Now that I am a few years removed from the feeling of such a devastating loss for me, I have clarity that I didn’t have before, and gratitude for everything, including the painful, emotional, difficult situation that started me on this part of my journey. I never dreamed that I could ever be in this beautiful place that I currently find myself in, happier than ever, which I could not have imagined when I was still working.

The other day, a Staples commercial came on TV advertising their usual 10 cent sale, and I was brought back to the days when I used to have lists of which retail establishment had things on sale that I needed for my classroom so that I could stock up for the year. I used to get so excited about these things, and now it hardly even phases me. I love that because it shows how much I have grown during the last couple of years.

I’m not saying that I got here without my share of growing pains, but I am saying that I understand it’s all a part of the process. Once I opened myself up to the possibilities of creating a new life, it changed my perception of everything I knew.
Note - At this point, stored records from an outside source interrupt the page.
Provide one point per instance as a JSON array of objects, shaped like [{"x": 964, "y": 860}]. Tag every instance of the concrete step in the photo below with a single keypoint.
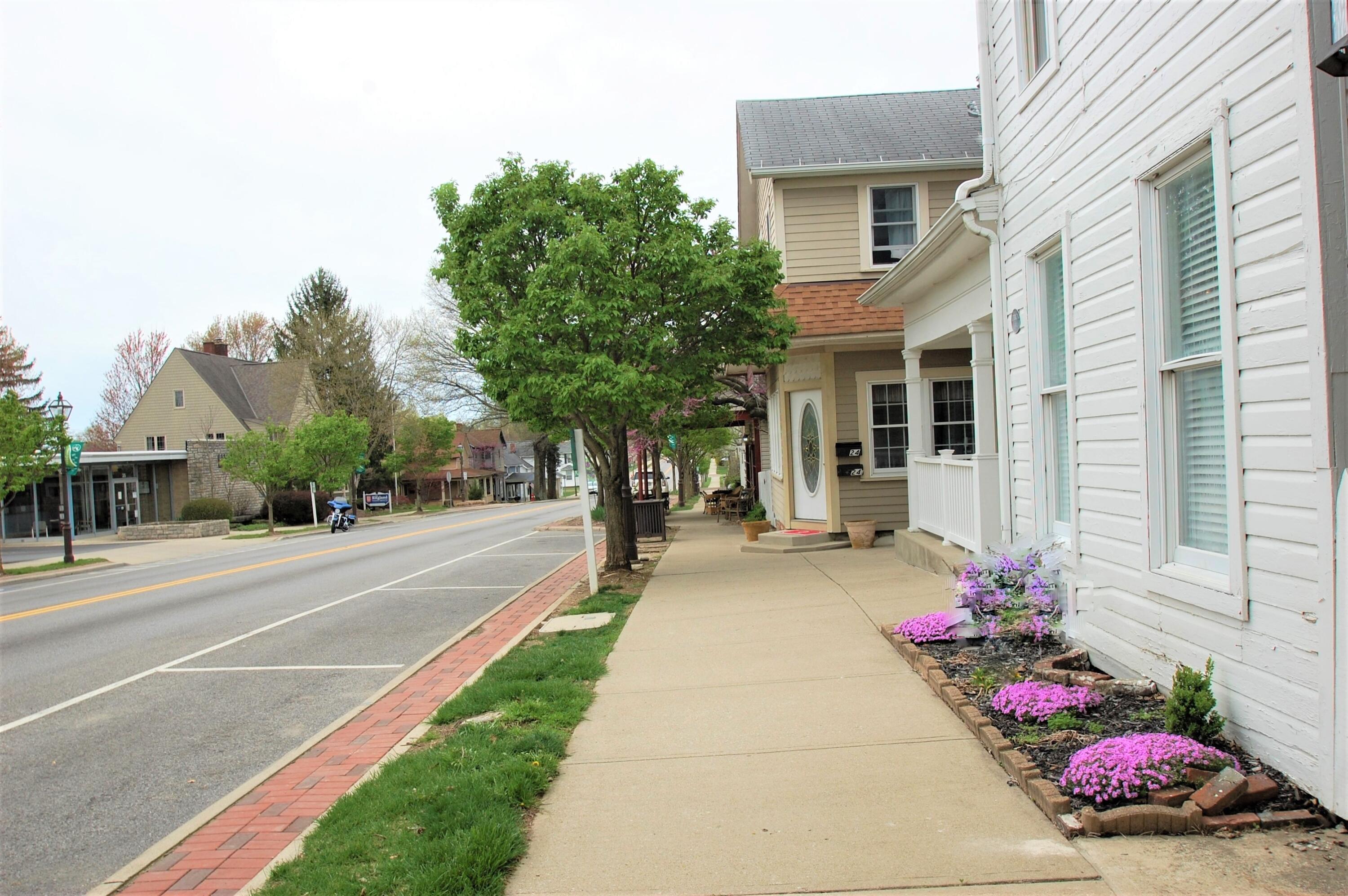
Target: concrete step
[
  {"x": 793, "y": 542},
  {"x": 927, "y": 553}
]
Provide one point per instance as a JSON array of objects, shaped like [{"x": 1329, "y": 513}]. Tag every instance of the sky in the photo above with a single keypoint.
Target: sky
[{"x": 162, "y": 164}]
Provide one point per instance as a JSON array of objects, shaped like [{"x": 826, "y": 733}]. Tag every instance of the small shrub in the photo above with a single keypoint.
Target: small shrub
[
  {"x": 1191, "y": 709},
  {"x": 207, "y": 508},
  {"x": 1129, "y": 767},
  {"x": 1040, "y": 701},
  {"x": 1065, "y": 721},
  {"x": 297, "y": 508},
  {"x": 933, "y": 627}
]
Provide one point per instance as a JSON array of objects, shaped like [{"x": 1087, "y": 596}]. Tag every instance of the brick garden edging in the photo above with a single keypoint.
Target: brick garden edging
[
  {"x": 1071, "y": 669},
  {"x": 227, "y": 852}
]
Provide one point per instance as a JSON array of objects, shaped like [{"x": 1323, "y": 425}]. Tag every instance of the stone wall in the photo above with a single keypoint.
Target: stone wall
[
  {"x": 205, "y": 479},
  {"x": 154, "y": 531}
]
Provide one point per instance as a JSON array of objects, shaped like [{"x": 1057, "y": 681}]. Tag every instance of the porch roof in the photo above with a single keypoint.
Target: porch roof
[
  {"x": 941, "y": 254},
  {"x": 831, "y": 309}
]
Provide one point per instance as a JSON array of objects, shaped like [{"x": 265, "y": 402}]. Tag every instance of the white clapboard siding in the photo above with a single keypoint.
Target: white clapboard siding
[{"x": 1129, "y": 76}]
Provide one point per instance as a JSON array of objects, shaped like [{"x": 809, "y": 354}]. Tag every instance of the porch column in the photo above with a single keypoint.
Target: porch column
[
  {"x": 984, "y": 397},
  {"x": 987, "y": 518},
  {"x": 920, "y": 444}
]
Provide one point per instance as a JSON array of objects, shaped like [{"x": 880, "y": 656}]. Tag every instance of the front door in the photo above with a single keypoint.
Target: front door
[
  {"x": 808, "y": 480},
  {"x": 126, "y": 501}
]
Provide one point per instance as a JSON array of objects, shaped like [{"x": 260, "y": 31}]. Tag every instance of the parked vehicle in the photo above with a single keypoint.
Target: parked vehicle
[{"x": 343, "y": 516}]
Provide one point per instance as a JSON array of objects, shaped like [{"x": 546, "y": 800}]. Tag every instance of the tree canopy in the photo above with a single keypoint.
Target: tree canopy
[{"x": 595, "y": 302}]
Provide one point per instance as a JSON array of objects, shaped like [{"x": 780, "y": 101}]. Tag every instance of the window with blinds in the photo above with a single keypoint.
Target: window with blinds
[
  {"x": 1192, "y": 368},
  {"x": 1053, "y": 393}
]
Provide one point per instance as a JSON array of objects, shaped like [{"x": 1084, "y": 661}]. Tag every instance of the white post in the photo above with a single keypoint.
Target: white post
[
  {"x": 918, "y": 445},
  {"x": 585, "y": 519}
]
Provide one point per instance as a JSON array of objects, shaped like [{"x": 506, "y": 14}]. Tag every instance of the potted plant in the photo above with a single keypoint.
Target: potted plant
[
  {"x": 862, "y": 532},
  {"x": 755, "y": 522}
]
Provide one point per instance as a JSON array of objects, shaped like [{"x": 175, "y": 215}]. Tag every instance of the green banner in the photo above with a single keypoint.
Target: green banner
[{"x": 73, "y": 453}]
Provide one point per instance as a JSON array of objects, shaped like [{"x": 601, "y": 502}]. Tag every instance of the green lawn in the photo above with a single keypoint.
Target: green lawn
[
  {"x": 58, "y": 565},
  {"x": 448, "y": 817}
]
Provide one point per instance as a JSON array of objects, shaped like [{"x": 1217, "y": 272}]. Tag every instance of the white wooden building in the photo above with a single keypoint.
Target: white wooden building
[{"x": 1157, "y": 251}]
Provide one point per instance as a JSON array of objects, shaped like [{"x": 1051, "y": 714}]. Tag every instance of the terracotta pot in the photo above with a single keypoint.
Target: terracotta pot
[
  {"x": 862, "y": 532},
  {"x": 754, "y": 530}
]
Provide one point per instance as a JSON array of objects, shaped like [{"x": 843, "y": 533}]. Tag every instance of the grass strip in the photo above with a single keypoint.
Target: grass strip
[
  {"x": 58, "y": 565},
  {"x": 448, "y": 817}
]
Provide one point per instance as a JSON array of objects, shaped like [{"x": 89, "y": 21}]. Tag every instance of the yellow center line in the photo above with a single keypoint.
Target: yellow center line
[{"x": 251, "y": 566}]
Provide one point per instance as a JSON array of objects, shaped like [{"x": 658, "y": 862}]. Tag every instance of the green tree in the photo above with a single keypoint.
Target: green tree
[
  {"x": 591, "y": 302},
  {"x": 337, "y": 340},
  {"x": 29, "y": 441},
  {"x": 265, "y": 458},
  {"x": 425, "y": 445},
  {"x": 328, "y": 448}
]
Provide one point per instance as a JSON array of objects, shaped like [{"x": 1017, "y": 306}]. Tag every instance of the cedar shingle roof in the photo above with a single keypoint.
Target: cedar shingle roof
[
  {"x": 831, "y": 309},
  {"x": 254, "y": 391},
  {"x": 873, "y": 127}
]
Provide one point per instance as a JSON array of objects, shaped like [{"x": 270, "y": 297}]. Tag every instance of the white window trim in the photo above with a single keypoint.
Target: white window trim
[
  {"x": 1041, "y": 454},
  {"x": 1029, "y": 81},
  {"x": 869, "y": 230},
  {"x": 1216, "y": 590},
  {"x": 774, "y": 432},
  {"x": 931, "y": 404},
  {"x": 865, "y": 381}
]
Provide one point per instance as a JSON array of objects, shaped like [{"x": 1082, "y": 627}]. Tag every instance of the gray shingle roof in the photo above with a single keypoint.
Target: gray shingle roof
[
  {"x": 254, "y": 391},
  {"x": 866, "y": 129}
]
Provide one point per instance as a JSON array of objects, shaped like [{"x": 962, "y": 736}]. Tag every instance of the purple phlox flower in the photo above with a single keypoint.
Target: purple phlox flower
[
  {"x": 1127, "y": 767},
  {"x": 933, "y": 627},
  {"x": 1040, "y": 701}
]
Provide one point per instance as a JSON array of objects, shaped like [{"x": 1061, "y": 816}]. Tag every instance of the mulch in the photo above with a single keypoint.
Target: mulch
[{"x": 1013, "y": 659}]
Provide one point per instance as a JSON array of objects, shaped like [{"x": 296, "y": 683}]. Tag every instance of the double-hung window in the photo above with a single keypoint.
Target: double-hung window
[
  {"x": 1053, "y": 393},
  {"x": 889, "y": 426},
  {"x": 952, "y": 416},
  {"x": 1195, "y": 475},
  {"x": 894, "y": 223}
]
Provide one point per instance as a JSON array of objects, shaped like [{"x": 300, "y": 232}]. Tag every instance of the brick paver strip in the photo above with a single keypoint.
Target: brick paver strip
[{"x": 228, "y": 851}]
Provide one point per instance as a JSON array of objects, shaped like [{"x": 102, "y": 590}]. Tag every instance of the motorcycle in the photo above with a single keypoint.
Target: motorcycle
[{"x": 343, "y": 516}]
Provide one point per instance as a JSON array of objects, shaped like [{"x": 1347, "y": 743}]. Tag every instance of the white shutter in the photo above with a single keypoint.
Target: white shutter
[{"x": 1202, "y": 464}]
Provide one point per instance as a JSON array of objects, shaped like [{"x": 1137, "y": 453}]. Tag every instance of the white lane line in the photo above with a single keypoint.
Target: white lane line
[
  {"x": 267, "y": 669},
  {"x": 130, "y": 679},
  {"x": 451, "y": 588}
]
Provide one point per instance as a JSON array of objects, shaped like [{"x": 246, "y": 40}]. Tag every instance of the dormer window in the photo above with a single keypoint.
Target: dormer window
[{"x": 894, "y": 224}]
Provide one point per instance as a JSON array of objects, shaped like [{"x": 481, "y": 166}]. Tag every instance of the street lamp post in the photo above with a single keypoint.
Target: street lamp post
[{"x": 60, "y": 410}]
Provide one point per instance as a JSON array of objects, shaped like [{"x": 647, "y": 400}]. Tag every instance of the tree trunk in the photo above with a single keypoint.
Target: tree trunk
[{"x": 618, "y": 518}]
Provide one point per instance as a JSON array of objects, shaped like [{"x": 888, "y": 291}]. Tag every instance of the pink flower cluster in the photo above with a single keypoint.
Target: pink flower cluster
[
  {"x": 1129, "y": 767},
  {"x": 933, "y": 627},
  {"x": 1040, "y": 701}
]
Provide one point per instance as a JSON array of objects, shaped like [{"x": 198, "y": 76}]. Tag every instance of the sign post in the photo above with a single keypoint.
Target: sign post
[{"x": 583, "y": 493}]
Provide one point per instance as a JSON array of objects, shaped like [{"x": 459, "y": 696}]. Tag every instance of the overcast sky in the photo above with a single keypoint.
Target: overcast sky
[{"x": 164, "y": 164}]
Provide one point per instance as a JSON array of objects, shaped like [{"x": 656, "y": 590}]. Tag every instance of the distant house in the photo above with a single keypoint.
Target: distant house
[
  {"x": 844, "y": 188},
  {"x": 479, "y": 458},
  {"x": 169, "y": 449}
]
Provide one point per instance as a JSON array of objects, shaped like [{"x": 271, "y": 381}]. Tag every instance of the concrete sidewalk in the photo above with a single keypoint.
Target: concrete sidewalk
[{"x": 757, "y": 735}]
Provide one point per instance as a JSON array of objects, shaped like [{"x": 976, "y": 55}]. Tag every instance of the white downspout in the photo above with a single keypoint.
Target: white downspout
[{"x": 999, "y": 327}]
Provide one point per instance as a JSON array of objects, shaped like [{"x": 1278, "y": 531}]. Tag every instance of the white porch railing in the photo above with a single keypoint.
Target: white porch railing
[{"x": 955, "y": 497}]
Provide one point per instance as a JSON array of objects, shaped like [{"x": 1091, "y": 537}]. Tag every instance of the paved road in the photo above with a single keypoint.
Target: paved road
[{"x": 134, "y": 698}]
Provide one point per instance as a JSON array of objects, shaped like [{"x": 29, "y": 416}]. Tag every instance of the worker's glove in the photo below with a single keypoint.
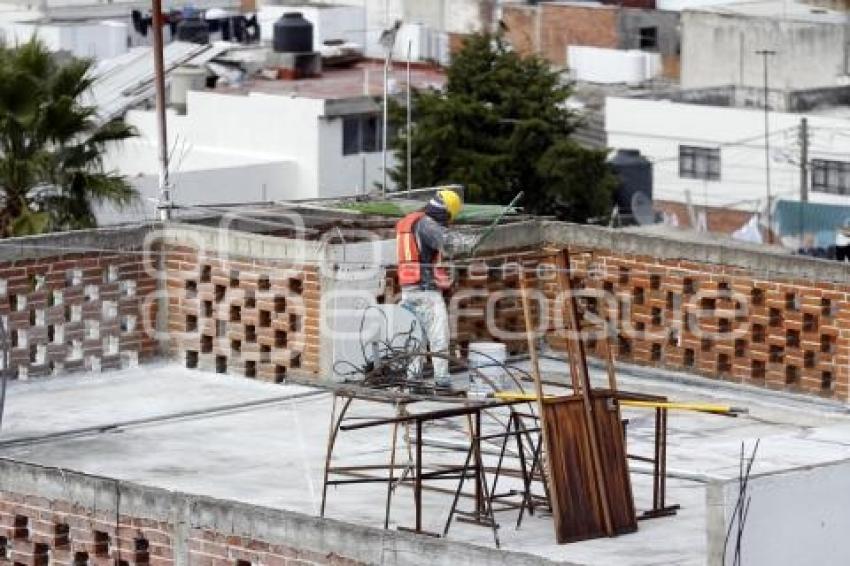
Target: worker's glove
[{"x": 460, "y": 244}]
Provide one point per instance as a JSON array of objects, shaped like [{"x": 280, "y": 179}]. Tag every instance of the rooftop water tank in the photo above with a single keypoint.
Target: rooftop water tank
[
  {"x": 293, "y": 34},
  {"x": 193, "y": 29},
  {"x": 634, "y": 194}
]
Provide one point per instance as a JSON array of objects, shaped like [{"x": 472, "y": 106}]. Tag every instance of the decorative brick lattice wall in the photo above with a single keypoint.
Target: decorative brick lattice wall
[
  {"x": 38, "y": 532},
  {"x": 250, "y": 318},
  {"x": 713, "y": 320},
  {"x": 76, "y": 312},
  {"x": 724, "y": 322}
]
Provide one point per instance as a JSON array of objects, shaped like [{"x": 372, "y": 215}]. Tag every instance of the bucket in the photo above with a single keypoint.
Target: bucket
[{"x": 488, "y": 358}]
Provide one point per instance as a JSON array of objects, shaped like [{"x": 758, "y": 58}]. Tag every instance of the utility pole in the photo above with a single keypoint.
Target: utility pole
[
  {"x": 407, "y": 130},
  {"x": 765, "y": 53},
  {"x": 804, "y": 160},
  {"x": 804, "y": 174},
  {"x": 387, "y": 41},
  {"x": 159, "y": 82}
]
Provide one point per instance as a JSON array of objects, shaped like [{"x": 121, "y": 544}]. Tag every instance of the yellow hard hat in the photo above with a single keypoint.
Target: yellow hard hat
[{"x": 452, "y": 202}]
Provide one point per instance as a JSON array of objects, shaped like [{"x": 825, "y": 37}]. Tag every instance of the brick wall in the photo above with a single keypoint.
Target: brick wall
[
  {"x": 522, "y": 28},
  {"x": 38, "y": 532},
  {"x": 248, "y": 317},
  {"x": 717, "y": 321},
  {"x": 560, "y": 25},
  {"x": 76, "y": 311},
  {"x": 719, "y": 220}
]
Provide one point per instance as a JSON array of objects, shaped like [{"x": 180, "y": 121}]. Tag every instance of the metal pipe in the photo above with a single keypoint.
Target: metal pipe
[
  {"x": 407, "y": 128},
  {"x": 159, "y": 83},
  {"x": 765, "y": 53},
  {"x": 4, "y": 370},
  {"x": 385, "y": 122}
]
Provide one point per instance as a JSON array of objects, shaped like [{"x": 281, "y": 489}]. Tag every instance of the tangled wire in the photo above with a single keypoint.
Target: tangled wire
[{"x": 390, "y": 362}]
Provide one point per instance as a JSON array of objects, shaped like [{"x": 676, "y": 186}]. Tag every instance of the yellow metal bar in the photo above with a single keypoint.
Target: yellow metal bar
[{"x": 702, "y": 407}]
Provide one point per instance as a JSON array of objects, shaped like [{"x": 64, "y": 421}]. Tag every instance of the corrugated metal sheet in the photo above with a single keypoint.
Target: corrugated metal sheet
[{"x": 127, "y": 80}]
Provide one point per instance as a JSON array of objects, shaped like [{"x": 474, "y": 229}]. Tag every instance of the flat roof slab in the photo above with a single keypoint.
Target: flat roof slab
[{"x": 237, "y": 439}]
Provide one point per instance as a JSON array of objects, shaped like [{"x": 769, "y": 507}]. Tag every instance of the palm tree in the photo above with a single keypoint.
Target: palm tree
[{"x": 51, "y": 145}]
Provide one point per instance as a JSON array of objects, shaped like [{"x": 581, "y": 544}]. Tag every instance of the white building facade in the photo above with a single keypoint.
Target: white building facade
[
  {"x": 258, "y": 147},
  {"x": 714, "y": 156}
]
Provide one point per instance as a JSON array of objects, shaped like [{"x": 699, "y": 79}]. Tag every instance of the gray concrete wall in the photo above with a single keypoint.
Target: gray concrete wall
[
  {"x": 720, "y": 49},
  {"x": 630, "y": 20},
  {"x": 794, "y": 517},
  {"x": 58, "y": 243},
  {"x": 763, "y": 261},
  {"x": 276, "y": 526}
]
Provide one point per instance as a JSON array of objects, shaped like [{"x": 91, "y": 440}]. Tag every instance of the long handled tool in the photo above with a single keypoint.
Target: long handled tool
[
  {"x": 699, "y": 407},
  {"x": 492, "y": 227}
]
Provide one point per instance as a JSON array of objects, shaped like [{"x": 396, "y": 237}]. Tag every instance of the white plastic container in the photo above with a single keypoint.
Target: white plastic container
[{"x": 488, "y": 358}]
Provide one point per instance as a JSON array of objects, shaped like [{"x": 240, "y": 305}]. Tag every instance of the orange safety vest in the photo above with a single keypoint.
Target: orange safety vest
[{"x": 409, "y": 258}]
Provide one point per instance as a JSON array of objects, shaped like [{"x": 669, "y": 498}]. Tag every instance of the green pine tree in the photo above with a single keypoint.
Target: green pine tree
[
  {"x": 501, "y": 126},
  {"x": 51, "y": 145}
]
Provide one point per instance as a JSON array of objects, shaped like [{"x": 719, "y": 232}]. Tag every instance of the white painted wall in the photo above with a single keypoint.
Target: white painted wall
[
  {"x": 234, "y": 148},
  {"x": 610, "y": 66},
  {"x": 658, "y": 127},
  {"x": 99, "y": 40},
  {"x": 721, "y": 49},
  {"x": 679, "y": 5},
  {"x": 795, "y": 517}
]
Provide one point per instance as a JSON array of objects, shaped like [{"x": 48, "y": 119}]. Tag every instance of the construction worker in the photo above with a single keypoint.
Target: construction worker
[{"x": 423, "y": 238}]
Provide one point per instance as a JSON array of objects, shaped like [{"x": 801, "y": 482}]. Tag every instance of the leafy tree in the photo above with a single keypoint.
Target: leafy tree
[
  {"x": 51, "y": 145},
  {"x": 501, "y": 126}
]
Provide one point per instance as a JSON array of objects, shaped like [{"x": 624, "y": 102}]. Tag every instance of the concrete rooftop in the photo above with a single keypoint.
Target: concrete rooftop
[
  {"x": 237, "y": 439},
  {"x": 363, "y": 79}
]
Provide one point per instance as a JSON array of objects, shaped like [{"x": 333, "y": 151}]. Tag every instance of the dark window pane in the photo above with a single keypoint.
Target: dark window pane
[
  {"x": 699, "y": 162},
  {"x": 350, "y": 135},
  {"x": 831, "y": 176},
  {"x": 370, "y": 127},
  {"x": 649, "y": 38}
]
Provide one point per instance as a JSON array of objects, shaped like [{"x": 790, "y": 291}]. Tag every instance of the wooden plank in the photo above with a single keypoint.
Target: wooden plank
[
  {"x": 579, "y": 365},
  {"x": 570, "y": 460},
  {"x": 555, "y": 499}
]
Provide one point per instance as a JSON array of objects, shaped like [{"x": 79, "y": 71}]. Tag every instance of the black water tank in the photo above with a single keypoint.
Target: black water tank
[
  {"x": 293, "y": 34},
  {"x": 634, "y": 193},
  {"x": 193, "y": 29}
]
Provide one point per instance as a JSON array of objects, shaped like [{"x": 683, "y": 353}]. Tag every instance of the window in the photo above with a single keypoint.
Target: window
[
  {"x": 699, "y": 162},
  {"x": 831, "y": 176},
  {"x": 649, "y": 38},
  {"x": 361, "y": 134}
]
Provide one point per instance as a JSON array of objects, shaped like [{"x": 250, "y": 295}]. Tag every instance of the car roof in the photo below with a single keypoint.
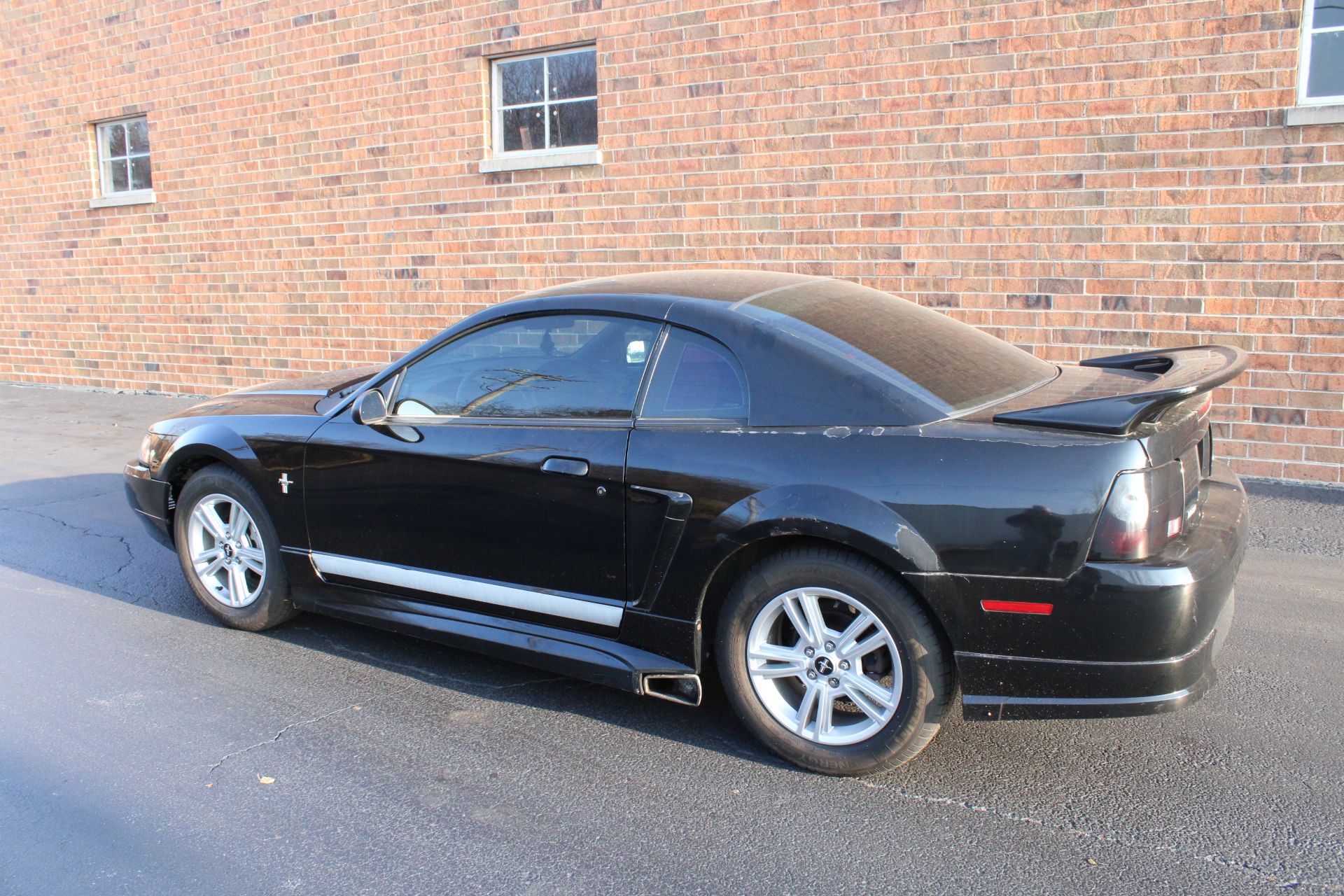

What I know now is that regardless of how much I loved my students (and still do!), my own family always needs to come first. I often lost sight of that as a teacher, but I don’t regret it because now I have all of these amazing young adults who make up such a big part of my life, and I love that. I love watching them venture out on their own, doing the adult thing, and spreading their wings to soar.

I also know that taking care of myself is vitally important. When I was working, I overlooked my own wellness in favor of my job and my students. Again, I don’t regret it because of the amount of love and gratitude they gave back to me (and still do), but I know that I am of no good use to anyone if I am not staying on top of my own health and wellness. This includes all the things I have incorporated into my post-teacher life: meditation, yoga, hardcore exercise, acupuncture, reiki, and healthy eating, all of which force me to put myself above all others so that I can stay strong for the long haul.

I remember the days when the weekends meant nothing more than time to grade, write lesson plans, and create dynamic presentations for my classes, leaving no time to actually enjoy spending time being fully present with my loved ones. Once again, I have no regrets about how I lived my career because it’s what the kids deserved and I don’t know how to do it any other way.

But now… now life is better than I ever thought possible. My circle of friends has changed, but in a good way because I am surrounded by other people who take nothing for granted and never waste an opportunity to laugh and smile because we are grateful for the life we are living, regardless of whether we chose it or not. I am more in love with my husband than ever because we have been given this incredible gift of time together. Hell, we even booked a vacation in September, something we have never, EVER done before. Some small part of me still feels like a rebel for doing it, but no matter how much time passes, I guess old habits do, indeed, die hard. But lucky for me, I have worked very hard to help these old habits go by the wayside.

The transformation from Mrs. Rankin to Rennie has not been an easy one, but it is ongoing and I’m getting better at it all the time. I have been transforming my entire world: physically, mentally, and spiritually for the last few years, and my progress has been slow but steady, and that’s ok. I know that as human beings, one of our biggest challenges is having the ability to change according to our life circumstances, good or bad. I’m not going to lie and say that the process has been an easy one, or that I don’t have my moments of weakness, but it does get easier with time and with the determination to live my very best life possible. Rather than crying about the fact that I am not going back to work this week, I am happily wishing my former colleagues the very best of luck as they begin the new school year. Life is, after all, what we make of it, and I am making mine everything I want it to be. So who wants to join me in a glass half full of lemonade?

The sunrise over the Raritan River by Rutgers University, a very symbolic photo at a place that will always hold an extra special place in my heart.